The exact timeline of further reforms to the Privacy Act is yet to be confirmed. The full scope of these changes also remains uncertain, but based on previous indications outlined in the Review Report and the Government Response to the Report, they may include:

  • removal of small business exemption which currently applies to businesses with an annual turnover of $3 million or less;
  • an expanded definition of personal information to include technical identifiers such as IP addresses and device identifiers;
  • a new ‘fair and reasonable’ test to apply to the handling of personal information notwithstanding any consent provided by the individual; and
  • expanded individual rights such as the right to erasure. 
 
In Summary: 

Practical steps businesses can take to bolster their Privacy processes in light of the ongoing Privacy reforms:

  • Take reasonable measures to protect personal information as required by APP 11.1, and be in a strong position to demonstrate you have done so.  
  • Understand current privacy obligations required by the APP, including the more explicitly defined security measures required by the new APP 11.3 mandating technical and organisational measures.
  • Review current organisational privacy policies and update as necessary, particularly if your business utilises automated decision making processes (new transparency obligations commence 10 December 2026).
  • Embed ‘privacy by design’ as an organisational principle, ensuring privacy compliance is a whole of organisation approach. 
  • If your business provides an online service or platform that is likely to be accessed by children, uplift resources to ready your business to comply with the Children’s Online Privacy Code to be developed. Monitor consultation opportunities closely. 
  • Ensure your business has a clear data breach preparation and response plan (the guide made available by the OAIC is a useful starting point). 
  • Seek legal advice if you need guidance or are unsure of the application of privacy laws particularly as they apply to your business. 

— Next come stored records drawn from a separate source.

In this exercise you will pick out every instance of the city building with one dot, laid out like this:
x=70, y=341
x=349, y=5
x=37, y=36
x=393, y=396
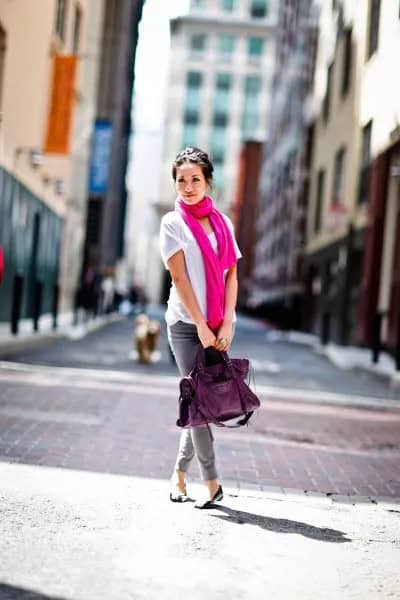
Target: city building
x=276, y=287
x=378, y=177
x=353, y=226
x=245, y=212
x=106, y=211
x=217, y=95
x=48, y=64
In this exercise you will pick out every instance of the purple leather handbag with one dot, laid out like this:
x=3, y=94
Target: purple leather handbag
x=216, y=391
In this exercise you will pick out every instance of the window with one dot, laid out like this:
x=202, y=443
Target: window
x=189, y=136
x=258, y=9
x=226, y=43
x=220, y=119
x=3, y=39
x=194, y=79
x=255, y=46
x=338, y=177
x=250, y=116
x=327, y=99
x=363, y=181
x=198, y=42
x=373, y=35
x=191, y=117
x=347, y=61
x=77, y=29
x=319, y=200
x=252, y=85
x=224, y=81
x=59, y=25
x=228, y=5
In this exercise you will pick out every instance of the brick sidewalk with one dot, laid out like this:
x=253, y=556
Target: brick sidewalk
x=104, y=426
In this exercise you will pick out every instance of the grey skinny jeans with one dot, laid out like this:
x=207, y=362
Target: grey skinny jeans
x=185, y=344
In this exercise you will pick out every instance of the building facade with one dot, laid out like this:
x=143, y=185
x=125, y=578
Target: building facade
x=276, y=288
x=245, y=213
x=104, y=244
x=46, y=97
x=352, y=228
x=379, y=179
x=218, y=91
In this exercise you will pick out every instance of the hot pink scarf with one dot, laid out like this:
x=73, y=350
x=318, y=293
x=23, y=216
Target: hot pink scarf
x=214, y=264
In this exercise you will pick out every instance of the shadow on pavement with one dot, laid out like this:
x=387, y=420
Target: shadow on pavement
x=282, y=525
x=9, y=592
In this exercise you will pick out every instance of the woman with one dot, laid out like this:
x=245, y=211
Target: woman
x=198, y=248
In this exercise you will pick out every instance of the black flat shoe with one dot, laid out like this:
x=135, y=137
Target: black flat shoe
x=178, y=496
x=219, y=494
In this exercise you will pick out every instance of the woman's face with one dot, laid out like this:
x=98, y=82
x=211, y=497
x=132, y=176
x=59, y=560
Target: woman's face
x=190, y=183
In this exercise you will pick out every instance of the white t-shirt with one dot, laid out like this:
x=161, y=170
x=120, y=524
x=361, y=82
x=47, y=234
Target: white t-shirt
x=175, y=235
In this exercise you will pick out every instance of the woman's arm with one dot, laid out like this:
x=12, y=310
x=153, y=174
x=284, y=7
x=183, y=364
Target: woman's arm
x=231, y=292
x=176, y=266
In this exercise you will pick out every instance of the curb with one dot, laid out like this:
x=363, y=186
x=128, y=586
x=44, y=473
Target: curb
x=17, y=343
x=267, y=492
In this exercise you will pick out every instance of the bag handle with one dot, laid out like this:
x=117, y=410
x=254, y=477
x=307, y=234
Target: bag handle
x=200, y=363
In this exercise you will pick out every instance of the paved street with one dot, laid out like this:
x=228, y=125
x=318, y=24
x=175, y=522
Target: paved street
x=87, y=442
x=280, y=364
x=73, y=535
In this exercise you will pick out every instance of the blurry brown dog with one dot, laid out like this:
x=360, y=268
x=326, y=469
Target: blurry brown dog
x=146, y=336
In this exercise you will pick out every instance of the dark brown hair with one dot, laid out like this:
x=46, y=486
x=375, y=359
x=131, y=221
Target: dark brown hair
x=196, y=156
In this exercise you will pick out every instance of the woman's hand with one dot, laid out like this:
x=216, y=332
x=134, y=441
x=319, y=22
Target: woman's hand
x=206, y=336
x=224, y=336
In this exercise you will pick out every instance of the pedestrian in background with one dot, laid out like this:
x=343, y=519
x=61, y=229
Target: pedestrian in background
x=1, y=264
x=199, y=249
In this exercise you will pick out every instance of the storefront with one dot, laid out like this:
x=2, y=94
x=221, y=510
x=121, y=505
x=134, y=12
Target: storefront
x=30, y=234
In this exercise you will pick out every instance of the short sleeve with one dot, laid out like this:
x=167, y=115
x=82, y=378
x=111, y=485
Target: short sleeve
x=235, y=244
x=170, y=241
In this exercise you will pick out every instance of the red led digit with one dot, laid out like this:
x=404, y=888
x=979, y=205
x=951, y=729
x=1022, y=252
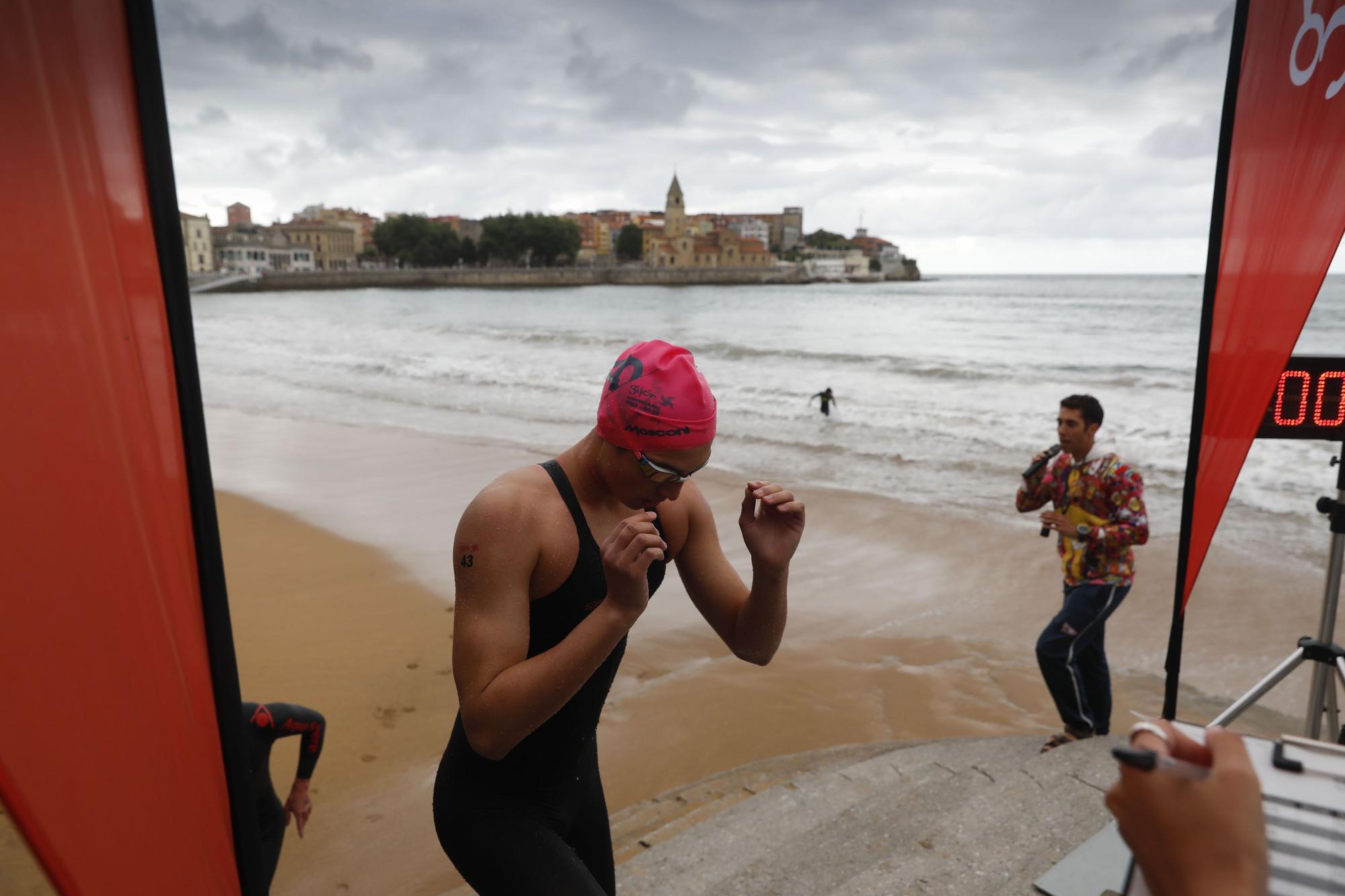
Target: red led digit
x=1321, y=392
x=1303, y=405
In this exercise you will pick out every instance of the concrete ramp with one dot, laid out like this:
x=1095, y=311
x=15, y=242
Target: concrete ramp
x=961, y=817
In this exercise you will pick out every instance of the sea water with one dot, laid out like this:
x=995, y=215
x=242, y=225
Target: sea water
x=945, y=388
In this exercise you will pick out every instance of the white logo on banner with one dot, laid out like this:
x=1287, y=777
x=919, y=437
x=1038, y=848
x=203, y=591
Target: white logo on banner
x=1313, y=24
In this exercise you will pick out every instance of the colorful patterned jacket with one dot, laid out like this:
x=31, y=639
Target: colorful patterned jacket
x=1105, y=494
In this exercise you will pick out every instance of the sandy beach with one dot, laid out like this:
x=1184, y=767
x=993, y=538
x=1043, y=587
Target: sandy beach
x=906, y=623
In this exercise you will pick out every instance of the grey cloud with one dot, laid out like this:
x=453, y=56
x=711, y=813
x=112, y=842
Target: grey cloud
x=1180, y=45
x=980, y=118
x=258, y=41
x=631, y=93
x=212, y=115
x=1184, y=139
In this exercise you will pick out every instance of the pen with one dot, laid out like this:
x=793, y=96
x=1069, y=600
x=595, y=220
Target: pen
x=1149, y=760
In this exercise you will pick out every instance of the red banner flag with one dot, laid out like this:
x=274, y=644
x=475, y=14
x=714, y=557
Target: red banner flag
x=1278, y=217
x=122, y=756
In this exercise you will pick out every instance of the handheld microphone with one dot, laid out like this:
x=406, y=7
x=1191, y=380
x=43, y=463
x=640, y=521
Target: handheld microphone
x=1038, y=464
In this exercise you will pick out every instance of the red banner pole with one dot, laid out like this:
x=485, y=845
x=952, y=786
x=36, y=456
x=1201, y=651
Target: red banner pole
x=1198, y=413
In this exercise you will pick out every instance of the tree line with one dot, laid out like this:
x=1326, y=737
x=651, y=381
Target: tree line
x=512, y=240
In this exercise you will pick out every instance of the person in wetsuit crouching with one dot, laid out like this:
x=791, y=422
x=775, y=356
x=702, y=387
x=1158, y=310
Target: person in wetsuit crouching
x=552, y=571
x=264, y=725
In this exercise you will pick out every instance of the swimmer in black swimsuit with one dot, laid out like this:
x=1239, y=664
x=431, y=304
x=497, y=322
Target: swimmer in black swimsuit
x=552, y=571
x=264, y=725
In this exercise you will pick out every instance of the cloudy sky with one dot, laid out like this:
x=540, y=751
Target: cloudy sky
x=978, y=135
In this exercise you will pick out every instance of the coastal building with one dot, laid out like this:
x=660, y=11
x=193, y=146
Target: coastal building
x=361, y=224
x=197, y=244
x=333, y=244
x=254, y=249
x=685, y=244
x=753, y=229
x=837, y=264
x=888, y=255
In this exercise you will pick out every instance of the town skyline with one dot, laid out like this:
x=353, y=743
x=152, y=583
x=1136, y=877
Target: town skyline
x=1054, y=138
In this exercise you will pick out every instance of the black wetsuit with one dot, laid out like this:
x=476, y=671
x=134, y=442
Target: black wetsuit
x=266, y=723
x=536, y=821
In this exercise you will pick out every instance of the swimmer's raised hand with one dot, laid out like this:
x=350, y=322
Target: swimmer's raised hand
x=1195, y=837
x=773, y=530
x=627, y=553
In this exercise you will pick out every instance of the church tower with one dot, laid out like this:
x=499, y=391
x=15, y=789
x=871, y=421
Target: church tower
x=675, y=213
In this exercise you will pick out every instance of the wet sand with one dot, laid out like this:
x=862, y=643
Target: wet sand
x=906, y=623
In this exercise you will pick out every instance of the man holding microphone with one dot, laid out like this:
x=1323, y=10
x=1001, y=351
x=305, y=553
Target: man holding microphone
x=1100, y=514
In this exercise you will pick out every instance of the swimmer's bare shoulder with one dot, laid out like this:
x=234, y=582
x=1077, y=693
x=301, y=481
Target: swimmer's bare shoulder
x=505, y=524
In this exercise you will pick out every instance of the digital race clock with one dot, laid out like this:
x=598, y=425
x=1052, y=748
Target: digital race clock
x=1307, y=403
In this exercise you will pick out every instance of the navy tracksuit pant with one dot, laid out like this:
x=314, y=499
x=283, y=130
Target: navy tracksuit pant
x=1071, y=655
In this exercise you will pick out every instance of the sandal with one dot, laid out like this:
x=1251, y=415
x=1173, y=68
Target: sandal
x=1067, y=736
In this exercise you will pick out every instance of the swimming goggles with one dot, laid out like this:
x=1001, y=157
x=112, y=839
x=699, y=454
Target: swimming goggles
x=661, y=474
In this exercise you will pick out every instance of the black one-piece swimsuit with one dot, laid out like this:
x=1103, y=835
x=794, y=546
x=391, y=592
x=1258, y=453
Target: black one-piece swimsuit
x=536, y=821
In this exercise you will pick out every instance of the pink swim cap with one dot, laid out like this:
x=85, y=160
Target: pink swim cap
x=656, y=399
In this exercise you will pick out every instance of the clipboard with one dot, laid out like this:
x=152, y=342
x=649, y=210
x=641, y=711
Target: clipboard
x=1304, y=798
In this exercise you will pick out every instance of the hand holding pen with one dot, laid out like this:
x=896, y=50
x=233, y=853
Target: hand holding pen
x=1191, y=813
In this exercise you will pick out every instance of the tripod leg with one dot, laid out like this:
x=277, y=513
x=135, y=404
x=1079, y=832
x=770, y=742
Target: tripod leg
x=1261, y=689
x=1319, y=693
x=1334, y=721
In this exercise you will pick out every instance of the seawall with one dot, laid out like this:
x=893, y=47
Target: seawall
x=518, y=278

By undertaking these steps businesses not only reduce the likelihood of attracting a privacy complaint in the first place, but it also strengthens their position should one ensue. 

In the determination of ‘ATE’ and ‘ATF’ [2025] AICmr10 (13 January 2025), the OAIC dismissed claims that the organisation had breached APP11.1 (an ancillary matter considered as part of the broader complaint). In this matter, personal information was secured in a Customer Management System (‘CMS’) where access was limited to staff who worked in the customer support team or required access to carry out their functions. The CMS was password protected and all changes to customer details were logged. 

The OAIC was of the view that even if additional steps were implemented to protect personal information in this case, it would not have prevented the disclosure by the senior employee. It commented, “The fact that the senior employee circumvented the respondent’s practices, procedures and systems does not itself indicate that the respondent failed to take reasonable steps to protect the complainant’s personal information.”  

Where a business can demonstrate a documented, layered and considered approach to privacy compliance, it creates a strong evidentiary foundation to survive a Privacy Claim.

This publication contains general information only and does not constitute legal advice. You should obtain professional advice tailored to your circumstances before acting on any information contained in this article.